Las máscaras del flâneur

Oficio y artificio en el último libro de Edgardo Scott

Mariano Granizo

No hay libro más odioso con sus lectores que el que empieza por chantajearlos o condicionarlos desde su solapa. Ese es el espacio desde el que se pone sobre aviso todo aquello que debería llevar al lector a elegir o aceptar el texto sin cuestionamientos; acaso por eso, se impone siempre la idea de que es el autor el que está ahí presente, y que no solo es la misma persona que ha escrito el libro sino también la que va al supermercado, la que paga los impuestos o se sienta en el inodoro. Scott no; sólo es un tipo que ha hecho algunas cosas, todas relacionadas a la escritura. Por lo pronto, la existencia en él de un oficio es lo que único que nos dice la solapa de su último libro de relatos.

Sabemos además que lo que dice un personaje no es lo que opina el narrador, que a su vez no es la opinión del escritor y que, en última instancia, tampoco es la del sujeto que vive los días cuando no está escribiendo. Por esto mismo se puede asegurar que Edgardo Scott ha elegido mostrarse como lo que es: un tipo con oficio de escritor, un tipo que, además de manejar una escritura fluida (que cualquier lector más o menos agudo puede llegar a tener hoy en día), logra poner distancia entre él, ese tipo nacido en Lanús en 1978, y las intervenciones como observador del mundo que rodea a un personaje muy parecido a él que atraviesa los relatos que componen el libro titulado Cassette virgen (Emecé, 2021).
Relatos, digo bien. Porque lo que cuenta Scott en este texto fragmentado, apostillas, huellas, restos de una persona quizá parecida a él, bien podría terminar en cualquier parte de lo narrado sin que ese final constituya un cierre, porque no va hacia ninguna parte, porque no tiene ningún fin más allá que la escritura, porque no busca entrar en esa pedagogía ni el cariz mediador de una idea como ocurre en el cuento clásico. Sí se planta con firmeza en ese rumiar silencioso de la lengua y sus puestas en acto, en ese placer que surge de hablar la “lengua materna” en tu lugar de origen (una lengua construida en base a elecciones y concesiones, propias y ajenas, actuales y añejas), llena de personajes y lugares propios del mundo que podemos habitar a diario, con mayor o menor distancia, revelándonos, quizás, un hábito de flâneur o caminante, que ya había leído en los otros, como flâneur de textos y vidas ajenas, en Caminantes (Godot, 2019); porque, como bien recuerda el clásico libro de Louis Huart, es caminante o es flâneur, según se trate de la lengua materna o de la lengua extranjera; Scott vive en París, traduce del inglés, escribe en argentino.

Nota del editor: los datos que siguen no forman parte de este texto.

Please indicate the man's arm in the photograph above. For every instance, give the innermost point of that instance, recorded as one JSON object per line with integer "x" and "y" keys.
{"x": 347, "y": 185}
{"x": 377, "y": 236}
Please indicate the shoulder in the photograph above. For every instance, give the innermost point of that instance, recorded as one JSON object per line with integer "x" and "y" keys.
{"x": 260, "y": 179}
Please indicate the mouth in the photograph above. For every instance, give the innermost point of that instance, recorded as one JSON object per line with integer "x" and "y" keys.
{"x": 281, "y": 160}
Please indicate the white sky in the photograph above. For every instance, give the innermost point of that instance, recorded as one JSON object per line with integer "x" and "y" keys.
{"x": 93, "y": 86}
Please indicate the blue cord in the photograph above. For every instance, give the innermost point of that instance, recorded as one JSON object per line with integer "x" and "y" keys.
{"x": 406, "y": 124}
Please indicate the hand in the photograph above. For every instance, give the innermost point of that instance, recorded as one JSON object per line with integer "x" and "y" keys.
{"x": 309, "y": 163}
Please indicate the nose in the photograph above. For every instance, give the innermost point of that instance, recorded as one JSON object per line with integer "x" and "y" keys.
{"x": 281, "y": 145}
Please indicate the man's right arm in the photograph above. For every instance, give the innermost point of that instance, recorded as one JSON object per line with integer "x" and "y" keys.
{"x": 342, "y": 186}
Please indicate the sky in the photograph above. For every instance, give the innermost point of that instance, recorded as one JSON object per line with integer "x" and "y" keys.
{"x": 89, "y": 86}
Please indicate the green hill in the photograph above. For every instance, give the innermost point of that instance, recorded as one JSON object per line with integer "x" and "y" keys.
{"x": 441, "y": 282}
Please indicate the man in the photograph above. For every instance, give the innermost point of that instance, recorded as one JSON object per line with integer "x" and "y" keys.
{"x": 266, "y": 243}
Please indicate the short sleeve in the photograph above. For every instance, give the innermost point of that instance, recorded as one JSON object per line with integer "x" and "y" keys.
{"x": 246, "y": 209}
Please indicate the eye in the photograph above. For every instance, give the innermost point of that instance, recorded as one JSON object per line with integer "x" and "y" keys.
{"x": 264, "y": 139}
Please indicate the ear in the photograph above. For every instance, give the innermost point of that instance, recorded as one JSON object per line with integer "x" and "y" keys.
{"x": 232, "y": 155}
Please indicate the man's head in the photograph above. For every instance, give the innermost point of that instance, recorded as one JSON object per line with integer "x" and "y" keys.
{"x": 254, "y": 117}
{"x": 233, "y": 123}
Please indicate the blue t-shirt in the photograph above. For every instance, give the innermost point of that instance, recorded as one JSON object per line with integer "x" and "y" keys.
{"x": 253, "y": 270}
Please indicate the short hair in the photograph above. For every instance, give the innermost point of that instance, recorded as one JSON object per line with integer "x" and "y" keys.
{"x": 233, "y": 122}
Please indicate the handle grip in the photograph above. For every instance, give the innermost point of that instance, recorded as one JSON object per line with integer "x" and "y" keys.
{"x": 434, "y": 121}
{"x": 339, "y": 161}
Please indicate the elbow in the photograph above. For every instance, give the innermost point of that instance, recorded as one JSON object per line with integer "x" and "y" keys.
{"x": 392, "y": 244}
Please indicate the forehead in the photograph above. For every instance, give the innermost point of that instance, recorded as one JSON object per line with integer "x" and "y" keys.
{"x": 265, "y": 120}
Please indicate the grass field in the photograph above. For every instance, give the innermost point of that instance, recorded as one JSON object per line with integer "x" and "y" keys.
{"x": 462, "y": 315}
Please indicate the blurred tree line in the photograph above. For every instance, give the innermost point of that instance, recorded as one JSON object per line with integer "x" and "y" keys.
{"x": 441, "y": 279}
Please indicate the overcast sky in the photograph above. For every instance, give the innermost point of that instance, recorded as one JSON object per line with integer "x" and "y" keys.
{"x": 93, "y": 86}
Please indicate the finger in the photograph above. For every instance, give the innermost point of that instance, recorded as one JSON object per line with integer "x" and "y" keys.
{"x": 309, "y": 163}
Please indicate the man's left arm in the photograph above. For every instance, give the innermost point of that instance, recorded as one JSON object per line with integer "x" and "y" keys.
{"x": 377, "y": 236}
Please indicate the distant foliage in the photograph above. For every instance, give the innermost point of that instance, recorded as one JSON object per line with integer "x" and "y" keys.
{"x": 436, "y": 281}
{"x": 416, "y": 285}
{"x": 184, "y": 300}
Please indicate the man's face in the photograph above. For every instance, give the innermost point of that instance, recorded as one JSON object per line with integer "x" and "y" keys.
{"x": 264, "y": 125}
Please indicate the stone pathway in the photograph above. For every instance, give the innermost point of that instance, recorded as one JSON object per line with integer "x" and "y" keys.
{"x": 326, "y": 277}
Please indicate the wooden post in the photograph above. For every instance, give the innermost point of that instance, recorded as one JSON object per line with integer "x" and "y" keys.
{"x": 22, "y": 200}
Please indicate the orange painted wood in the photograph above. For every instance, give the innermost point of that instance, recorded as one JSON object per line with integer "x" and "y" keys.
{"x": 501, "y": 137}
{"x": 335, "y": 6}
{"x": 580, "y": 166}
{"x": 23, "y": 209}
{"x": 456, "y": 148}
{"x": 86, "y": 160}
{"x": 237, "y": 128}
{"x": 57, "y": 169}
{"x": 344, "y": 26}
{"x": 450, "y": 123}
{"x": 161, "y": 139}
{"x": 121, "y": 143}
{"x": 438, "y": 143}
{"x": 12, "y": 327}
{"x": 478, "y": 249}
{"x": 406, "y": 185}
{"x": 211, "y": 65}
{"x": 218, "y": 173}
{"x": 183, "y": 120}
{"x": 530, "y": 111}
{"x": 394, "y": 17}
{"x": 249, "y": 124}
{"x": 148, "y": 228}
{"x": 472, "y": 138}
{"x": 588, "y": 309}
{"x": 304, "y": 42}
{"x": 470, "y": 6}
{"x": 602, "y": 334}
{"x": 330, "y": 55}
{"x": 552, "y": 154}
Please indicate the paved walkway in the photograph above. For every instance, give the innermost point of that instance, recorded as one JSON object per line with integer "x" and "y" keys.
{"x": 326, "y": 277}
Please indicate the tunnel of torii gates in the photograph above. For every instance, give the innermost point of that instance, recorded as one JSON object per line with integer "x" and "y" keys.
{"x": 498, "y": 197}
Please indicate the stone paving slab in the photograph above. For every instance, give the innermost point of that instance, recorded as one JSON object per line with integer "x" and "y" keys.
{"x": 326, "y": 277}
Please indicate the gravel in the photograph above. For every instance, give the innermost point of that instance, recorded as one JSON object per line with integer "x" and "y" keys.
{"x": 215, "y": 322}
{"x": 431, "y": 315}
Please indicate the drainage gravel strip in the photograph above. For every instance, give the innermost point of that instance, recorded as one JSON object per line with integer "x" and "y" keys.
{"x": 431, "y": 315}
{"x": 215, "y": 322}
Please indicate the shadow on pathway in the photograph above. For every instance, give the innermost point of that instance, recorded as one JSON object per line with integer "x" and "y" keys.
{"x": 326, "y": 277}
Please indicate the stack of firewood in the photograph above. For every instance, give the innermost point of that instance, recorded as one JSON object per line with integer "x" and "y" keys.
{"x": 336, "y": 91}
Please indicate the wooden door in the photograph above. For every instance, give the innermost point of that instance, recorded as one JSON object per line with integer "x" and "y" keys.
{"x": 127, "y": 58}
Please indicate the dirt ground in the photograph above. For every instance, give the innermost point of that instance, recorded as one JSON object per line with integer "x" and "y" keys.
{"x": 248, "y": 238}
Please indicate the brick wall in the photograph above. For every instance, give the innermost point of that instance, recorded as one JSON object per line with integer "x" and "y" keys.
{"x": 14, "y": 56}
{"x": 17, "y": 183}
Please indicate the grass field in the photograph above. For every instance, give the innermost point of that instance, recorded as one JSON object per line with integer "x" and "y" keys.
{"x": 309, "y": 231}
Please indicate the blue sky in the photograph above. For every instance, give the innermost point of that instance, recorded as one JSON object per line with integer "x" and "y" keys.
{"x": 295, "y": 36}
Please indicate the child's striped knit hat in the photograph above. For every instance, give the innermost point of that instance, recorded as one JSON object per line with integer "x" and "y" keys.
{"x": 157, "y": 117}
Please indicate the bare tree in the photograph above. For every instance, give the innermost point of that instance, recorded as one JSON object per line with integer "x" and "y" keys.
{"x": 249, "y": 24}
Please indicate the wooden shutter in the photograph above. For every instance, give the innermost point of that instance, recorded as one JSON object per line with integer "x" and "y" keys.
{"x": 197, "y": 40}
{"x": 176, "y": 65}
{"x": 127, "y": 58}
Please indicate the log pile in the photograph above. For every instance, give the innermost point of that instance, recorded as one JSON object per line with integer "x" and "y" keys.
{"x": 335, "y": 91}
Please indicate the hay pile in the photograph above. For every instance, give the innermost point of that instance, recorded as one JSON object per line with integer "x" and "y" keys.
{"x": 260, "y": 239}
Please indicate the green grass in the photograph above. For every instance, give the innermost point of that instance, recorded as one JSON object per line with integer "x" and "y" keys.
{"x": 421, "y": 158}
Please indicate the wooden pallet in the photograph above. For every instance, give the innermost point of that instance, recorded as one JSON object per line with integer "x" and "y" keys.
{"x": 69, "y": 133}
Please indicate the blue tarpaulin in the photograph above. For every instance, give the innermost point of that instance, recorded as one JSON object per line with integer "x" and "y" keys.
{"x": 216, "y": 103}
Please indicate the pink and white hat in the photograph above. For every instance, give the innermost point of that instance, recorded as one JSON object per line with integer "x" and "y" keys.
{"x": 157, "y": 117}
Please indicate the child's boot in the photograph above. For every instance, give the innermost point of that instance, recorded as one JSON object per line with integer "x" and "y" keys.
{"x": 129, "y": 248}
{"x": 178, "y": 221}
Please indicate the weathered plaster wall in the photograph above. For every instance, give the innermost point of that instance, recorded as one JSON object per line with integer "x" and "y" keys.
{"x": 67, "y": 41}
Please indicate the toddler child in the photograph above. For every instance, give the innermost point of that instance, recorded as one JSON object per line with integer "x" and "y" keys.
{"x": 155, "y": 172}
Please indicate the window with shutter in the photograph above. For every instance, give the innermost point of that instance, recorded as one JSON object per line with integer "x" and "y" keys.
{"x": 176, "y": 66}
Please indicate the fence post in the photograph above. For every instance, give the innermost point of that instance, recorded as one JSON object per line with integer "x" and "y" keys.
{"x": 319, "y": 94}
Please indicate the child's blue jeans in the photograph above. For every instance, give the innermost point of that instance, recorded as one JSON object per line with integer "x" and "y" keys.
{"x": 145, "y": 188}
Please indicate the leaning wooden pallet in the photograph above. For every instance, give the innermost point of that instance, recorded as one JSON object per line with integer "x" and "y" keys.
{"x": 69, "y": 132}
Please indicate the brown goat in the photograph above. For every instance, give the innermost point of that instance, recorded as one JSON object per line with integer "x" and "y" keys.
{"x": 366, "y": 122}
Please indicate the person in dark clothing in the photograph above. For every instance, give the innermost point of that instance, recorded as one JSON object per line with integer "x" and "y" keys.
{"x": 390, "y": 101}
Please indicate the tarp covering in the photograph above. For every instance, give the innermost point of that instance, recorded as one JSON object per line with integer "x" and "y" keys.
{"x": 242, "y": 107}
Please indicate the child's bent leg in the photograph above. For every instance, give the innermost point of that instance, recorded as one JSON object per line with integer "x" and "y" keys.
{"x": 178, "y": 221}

En este recorrido fragmentario, Edgardo Scott se coloca las máscaras apropiadas, según la ocasión lo requiera, para trazar un itinerario que se sucede entre patios internos de hoteles y casas perdidas, personajes memorables de un edificio compartido (personajes, porque nunca podrá saber quiénes eran en realidad), un monumento a los veteranos de la Guerra de Malvinas, escuelas públicas, clases de inglés, trabajos diversos, anécdotas recuperadas (y modos de contarlas), serpientes que te miden para devorarte, masculinidad noventera, hermanos y la idea de fraternidad, la figura de Ricardo Piglia y el primer concierto de Joy División.
Lo sabemos de sobra: la lengua extranjera es siempre indócil, cuando no imposible de dominar. Y suele volverse una máscara grotesca que nunca le quedará bien a quien pretenda portarla fingiéndola propia, por más que dedique muchos años a su estudio.
Scott lo intuye; es por eso que astutamente opta por colocarse una máscara sobre otra y otra y otra más. Porque esas máscaras jamás dejan de ser apenas un antifaz siempre revelador del artificio: aunque callemos el nombre del portador por simple delicadeza, un antifaz que no consigue poner la suficiente distancia con la construcción de la ficción (distancia que, claro está, es su construcción misma), generando un texto inclasificable, el registro fragmentario de un flâneur con oficio.